I asked GPT-3 to make a presentation for me

I told GPT-3 I would be presenting at a Hacker News meetup in Japan, and asked it to generate a presentation for me. Here's what it came up with, read by yours truly.

There's also a tweet-sized version here, and the slides are also on SlideShare here.

Details

I used the OpenAI API to generate one slide and one image caption at a time, asking GPT-3 about three times for each and picking the best output. When it generated image caption, I would go online to find a matching image, or if none was available I'd try to splice up an image using Photopea and Remove.bg.

My starting prompt was:

A presentation was given at the Hacker News event in Kansai. 
The title of the presentation was

When it generated bullet points, I let it generate several and then picked the best 5 out of what it came up with. Once it generated a slide, I edited that into the prompt as well so it could continue generating more slides for the same presentation, and re-ran it to generate the next slide.

Piecewise concatenated output from OpenAI:

"Strategies for Learning to Code in Japan" and the subtitle was 
"Fairly easily and rather effortlessly achieve practical software 
development skills."

The first presentation slide had a picture of a man playing a violin 
in front of a wall of violins, and the title of the slide was "Violin 
skills are of almost no value". Text under the slide said: "a metaphor 
for how useful programming ability can be for starters".

The next slide suggested a number of strategies for how to best use 
ones time to achieve productivity quickly:

1. Nobody figures out how to code perfectly their first time.
2. It's mostly luck.
3. Learn just the right skills, in the right order.
4. Avoid perfectionism.
5. Not doing something is sometimes the best way to learn something.

The next slide had a picture of a monkey drawn in crayon, and
and the words "All problems are pretty much the same." written 
under the monkey drawing. The text of that slide was:
"Not only are all software development problems more or less 
the same, but the best way to solve them is usually so simple, 
that a monkey could do it."

The next slide had a picture of a monkey, a sand hourglass, 
and a spoon and the words "Let's get started then!" written 
under it.

The text of that slide was: "Just like a monkey makes sand castles 
with an hourglass, all our time is of limited duration, so let's get 
started to code a product for clients. Software development is 
actually a bunch of often complicated problems. But that's not a big 
deal, is it!?" and the color of the text was red.
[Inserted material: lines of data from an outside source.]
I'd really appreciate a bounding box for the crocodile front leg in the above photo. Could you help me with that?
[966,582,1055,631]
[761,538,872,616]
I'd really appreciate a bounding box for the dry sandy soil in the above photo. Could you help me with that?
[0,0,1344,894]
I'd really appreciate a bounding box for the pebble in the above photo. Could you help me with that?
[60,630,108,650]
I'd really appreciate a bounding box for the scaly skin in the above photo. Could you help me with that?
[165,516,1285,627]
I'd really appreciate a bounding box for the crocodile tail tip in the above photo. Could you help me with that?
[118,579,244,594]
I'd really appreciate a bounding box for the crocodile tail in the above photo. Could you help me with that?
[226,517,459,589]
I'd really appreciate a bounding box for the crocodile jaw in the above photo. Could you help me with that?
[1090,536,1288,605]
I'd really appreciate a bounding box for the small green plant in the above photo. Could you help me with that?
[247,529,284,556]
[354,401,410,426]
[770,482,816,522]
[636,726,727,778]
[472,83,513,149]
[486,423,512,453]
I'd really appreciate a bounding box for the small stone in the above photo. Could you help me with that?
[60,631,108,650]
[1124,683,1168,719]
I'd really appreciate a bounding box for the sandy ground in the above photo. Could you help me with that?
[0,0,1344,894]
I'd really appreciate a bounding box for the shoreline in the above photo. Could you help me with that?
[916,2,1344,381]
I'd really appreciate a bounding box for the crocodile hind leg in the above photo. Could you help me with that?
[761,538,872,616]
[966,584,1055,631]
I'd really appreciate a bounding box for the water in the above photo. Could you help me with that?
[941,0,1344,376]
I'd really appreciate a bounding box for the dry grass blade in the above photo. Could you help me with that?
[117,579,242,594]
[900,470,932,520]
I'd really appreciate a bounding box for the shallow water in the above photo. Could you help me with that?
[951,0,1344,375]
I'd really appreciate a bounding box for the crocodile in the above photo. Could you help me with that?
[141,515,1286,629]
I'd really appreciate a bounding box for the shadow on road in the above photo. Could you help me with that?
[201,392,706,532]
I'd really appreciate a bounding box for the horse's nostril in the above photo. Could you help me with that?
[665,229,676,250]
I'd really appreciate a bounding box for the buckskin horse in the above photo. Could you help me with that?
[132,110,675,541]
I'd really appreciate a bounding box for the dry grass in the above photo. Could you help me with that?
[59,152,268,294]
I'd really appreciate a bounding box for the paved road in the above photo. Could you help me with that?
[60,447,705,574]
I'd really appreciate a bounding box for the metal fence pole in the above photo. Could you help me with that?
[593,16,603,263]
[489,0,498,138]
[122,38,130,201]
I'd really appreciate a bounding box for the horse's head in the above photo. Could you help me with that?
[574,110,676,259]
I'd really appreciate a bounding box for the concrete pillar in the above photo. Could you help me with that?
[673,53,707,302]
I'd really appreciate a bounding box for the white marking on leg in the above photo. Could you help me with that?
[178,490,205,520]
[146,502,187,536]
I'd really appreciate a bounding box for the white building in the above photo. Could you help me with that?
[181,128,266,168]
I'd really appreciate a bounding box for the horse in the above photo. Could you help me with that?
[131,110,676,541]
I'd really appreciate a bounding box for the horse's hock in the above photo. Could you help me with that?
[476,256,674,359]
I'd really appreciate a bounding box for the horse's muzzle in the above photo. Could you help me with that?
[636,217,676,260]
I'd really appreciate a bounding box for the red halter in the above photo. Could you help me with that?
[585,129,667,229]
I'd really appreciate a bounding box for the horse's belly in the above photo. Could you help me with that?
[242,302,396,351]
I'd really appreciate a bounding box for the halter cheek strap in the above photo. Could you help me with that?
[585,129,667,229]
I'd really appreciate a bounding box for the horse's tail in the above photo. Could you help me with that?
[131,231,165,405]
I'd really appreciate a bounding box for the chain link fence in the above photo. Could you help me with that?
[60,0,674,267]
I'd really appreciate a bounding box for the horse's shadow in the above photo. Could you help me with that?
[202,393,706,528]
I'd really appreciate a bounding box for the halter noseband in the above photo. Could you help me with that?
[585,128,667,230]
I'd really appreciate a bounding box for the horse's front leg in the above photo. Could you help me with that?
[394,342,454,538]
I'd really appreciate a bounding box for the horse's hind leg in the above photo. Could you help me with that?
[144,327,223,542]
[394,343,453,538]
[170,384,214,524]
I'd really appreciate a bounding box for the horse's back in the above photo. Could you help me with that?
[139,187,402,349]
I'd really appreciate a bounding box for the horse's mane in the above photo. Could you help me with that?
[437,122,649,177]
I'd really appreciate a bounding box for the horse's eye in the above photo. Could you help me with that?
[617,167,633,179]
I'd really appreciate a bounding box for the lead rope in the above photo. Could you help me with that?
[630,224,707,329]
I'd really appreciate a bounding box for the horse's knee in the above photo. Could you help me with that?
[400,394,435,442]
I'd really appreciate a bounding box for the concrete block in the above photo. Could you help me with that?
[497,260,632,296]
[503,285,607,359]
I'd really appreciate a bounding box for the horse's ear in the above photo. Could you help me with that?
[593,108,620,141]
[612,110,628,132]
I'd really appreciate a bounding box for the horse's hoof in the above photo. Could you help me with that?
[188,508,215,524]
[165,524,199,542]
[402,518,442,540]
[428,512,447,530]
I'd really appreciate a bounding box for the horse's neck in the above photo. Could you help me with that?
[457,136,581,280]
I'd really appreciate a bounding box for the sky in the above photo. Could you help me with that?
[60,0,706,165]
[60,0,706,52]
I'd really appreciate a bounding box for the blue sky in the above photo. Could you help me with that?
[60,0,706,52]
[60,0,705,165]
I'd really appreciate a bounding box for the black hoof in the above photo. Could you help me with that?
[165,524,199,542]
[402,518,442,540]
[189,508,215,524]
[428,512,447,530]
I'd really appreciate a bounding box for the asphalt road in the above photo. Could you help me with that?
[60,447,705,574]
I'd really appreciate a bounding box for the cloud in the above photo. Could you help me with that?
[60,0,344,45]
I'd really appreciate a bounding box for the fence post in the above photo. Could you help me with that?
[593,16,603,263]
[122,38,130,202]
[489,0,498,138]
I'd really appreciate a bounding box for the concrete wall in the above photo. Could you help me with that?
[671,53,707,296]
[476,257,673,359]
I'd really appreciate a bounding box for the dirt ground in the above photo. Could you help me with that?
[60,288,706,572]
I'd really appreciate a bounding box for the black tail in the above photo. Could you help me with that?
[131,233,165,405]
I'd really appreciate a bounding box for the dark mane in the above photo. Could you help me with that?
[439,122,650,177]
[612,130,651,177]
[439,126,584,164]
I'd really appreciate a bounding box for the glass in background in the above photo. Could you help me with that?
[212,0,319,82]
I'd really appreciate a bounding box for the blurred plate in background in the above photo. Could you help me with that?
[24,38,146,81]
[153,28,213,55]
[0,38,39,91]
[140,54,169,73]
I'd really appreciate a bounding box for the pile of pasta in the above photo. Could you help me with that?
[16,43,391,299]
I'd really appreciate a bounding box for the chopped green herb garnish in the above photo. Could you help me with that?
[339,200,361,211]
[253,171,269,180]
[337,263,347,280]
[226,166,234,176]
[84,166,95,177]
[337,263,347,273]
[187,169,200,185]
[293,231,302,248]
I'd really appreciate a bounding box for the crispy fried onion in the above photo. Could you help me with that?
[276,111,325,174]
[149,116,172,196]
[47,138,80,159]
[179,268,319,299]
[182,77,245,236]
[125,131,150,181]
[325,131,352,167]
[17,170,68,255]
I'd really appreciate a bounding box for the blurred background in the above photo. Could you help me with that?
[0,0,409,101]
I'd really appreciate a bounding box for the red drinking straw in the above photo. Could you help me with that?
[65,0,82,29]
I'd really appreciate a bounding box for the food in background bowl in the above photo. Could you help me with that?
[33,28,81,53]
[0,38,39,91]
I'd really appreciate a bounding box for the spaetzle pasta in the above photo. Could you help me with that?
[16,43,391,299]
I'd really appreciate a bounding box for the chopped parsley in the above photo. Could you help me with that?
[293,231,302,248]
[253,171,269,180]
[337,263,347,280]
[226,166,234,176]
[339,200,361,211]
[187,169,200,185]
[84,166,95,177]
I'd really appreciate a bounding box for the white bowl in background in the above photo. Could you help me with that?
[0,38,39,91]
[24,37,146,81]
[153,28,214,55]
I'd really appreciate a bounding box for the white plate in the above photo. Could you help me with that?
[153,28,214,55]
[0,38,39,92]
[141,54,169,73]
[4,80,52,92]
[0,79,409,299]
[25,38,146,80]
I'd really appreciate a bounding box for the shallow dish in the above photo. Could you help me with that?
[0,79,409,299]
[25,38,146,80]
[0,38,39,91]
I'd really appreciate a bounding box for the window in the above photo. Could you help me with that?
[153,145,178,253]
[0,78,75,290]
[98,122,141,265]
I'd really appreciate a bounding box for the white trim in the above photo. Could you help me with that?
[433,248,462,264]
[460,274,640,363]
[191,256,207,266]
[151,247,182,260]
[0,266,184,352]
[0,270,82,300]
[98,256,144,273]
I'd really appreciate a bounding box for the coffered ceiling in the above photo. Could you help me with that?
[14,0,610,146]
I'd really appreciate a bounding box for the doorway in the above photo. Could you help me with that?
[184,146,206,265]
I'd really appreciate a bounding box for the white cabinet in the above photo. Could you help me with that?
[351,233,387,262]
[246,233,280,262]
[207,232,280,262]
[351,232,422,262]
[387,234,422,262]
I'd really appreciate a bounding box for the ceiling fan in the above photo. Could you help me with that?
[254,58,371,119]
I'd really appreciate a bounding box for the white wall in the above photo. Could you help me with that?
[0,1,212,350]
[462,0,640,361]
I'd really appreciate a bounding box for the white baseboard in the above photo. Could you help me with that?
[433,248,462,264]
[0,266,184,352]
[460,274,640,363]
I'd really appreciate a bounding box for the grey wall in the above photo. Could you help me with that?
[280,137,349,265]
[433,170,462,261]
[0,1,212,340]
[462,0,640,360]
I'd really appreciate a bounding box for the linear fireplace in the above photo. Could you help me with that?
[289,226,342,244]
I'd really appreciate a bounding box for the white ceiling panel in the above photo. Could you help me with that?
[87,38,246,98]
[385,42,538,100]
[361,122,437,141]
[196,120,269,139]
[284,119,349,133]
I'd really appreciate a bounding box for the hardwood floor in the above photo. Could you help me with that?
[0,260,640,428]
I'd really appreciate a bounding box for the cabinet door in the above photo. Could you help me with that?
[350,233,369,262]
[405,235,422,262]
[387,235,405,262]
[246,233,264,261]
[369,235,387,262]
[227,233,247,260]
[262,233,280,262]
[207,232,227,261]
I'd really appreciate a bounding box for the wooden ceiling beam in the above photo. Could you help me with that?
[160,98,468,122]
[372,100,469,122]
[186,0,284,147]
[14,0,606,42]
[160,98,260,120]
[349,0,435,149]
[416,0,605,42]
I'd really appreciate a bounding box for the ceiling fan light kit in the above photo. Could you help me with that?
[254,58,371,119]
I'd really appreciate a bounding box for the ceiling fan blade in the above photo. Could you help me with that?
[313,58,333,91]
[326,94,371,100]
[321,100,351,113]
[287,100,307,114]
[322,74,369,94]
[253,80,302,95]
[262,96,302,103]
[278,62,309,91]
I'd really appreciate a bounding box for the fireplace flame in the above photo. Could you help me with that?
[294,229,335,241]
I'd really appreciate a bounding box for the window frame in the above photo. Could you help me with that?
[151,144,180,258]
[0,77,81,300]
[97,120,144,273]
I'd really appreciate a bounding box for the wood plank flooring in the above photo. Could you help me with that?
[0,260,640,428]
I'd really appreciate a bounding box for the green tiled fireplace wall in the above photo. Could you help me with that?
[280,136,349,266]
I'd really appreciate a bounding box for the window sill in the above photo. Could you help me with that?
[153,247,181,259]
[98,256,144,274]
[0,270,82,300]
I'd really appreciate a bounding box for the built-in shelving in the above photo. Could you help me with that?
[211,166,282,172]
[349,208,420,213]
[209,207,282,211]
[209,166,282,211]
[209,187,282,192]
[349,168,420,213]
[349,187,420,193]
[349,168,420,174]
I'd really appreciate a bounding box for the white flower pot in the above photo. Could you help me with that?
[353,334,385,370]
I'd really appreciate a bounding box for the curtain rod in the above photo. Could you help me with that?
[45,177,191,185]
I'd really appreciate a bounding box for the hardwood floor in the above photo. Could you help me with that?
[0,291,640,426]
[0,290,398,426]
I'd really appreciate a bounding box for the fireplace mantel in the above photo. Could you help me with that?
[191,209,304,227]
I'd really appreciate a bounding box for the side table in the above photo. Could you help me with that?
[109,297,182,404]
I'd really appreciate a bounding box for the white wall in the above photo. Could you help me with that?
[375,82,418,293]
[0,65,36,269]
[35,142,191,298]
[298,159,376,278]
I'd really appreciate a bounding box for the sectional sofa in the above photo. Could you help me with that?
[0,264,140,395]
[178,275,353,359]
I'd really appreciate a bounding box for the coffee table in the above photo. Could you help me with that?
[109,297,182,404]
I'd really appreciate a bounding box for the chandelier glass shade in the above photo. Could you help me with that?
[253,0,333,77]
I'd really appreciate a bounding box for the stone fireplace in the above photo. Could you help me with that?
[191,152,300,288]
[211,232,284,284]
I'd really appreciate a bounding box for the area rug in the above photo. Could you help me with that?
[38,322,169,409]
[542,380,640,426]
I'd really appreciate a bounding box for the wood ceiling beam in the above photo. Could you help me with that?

The next slide had a picture of a happy architect with a blueprint 
in one hand and blue pencil in the other hand, standing in front of a 
huge complex, and the words "Looking smart is the social norm".

The text of that slide was:
"Almost all developers feel the pressure (for whatever reason) to have the
look of the competent coder, most likely due to peer pressure. So it might
be counter-productive to cut corners during the development phase." and
the color of the text was purple.

The next slide had a sign: "DANGER do not enter" and this text under it: 
"If you don't need your code to run during actual product development, 
stuff it in a module in a separate directory." The color of the text 
was orange.

The next slide just had the text: Richard Feynman was reported to have 
said: "What I cannot create, I do not understand," something that has 
been paraphrased in the programming world as "If you don't regularly turn 
code into poetry, you probably aren't a good programmer."

The next slide had a picture of a happy runner and this sentence next 
to it: "If you've written 500 lines of code and have an actual working 
program that doesn't crash, sprint to the finish line." 
and the color of text was green.

The next slide had a picture of a swordsman catching a bullet and 
this text: "A happy ending to all of our code." and the color of 
text was yellow. The text of the slide was: "So you built a program
and it worked in like 10 minutes. All your code was beautiful." 
and the color of text was blue.

The final slide had the title of the presentation: "Why you should 
always code like it's your last day on Earth". Next to it was a picture 
of a person with their whole life ahead of them staring into a terminal, 
a ball and chain attached to each leg, and a long nose and a beard. The 
text of the slide was:
"If you always think like it's the last day on Earth (your last day coding), 
it'll push you just enough to get you to finish whatever you might need 
to finish."

The last remark at the last slide of the presentation was:
"So now that you know it's impossible to not 
learn to code, go write something, anything.
So stop writing nuclear missile designs, or the best 
ad blocker ever, and just get started on whatever.

The next slide had the text "And then when you finally do finish this nice 
feature, you should always make sure you drink the required amount of alcohol." 
with a background image of whiskey bottles. The decorative text on that slide 
was: "But don't drink too much alcohol and end up like me."

And the concluding remark of the presentation:
"So basically just go ahead before you wake up in a cold sweat from a scary 
dream about the future, coding-less, uh, eating those annoying squares of tofu."
The background image of that slide was a plate of tofu next to a glass of beer
and the font color was orange to emphasize the suggestion to drink.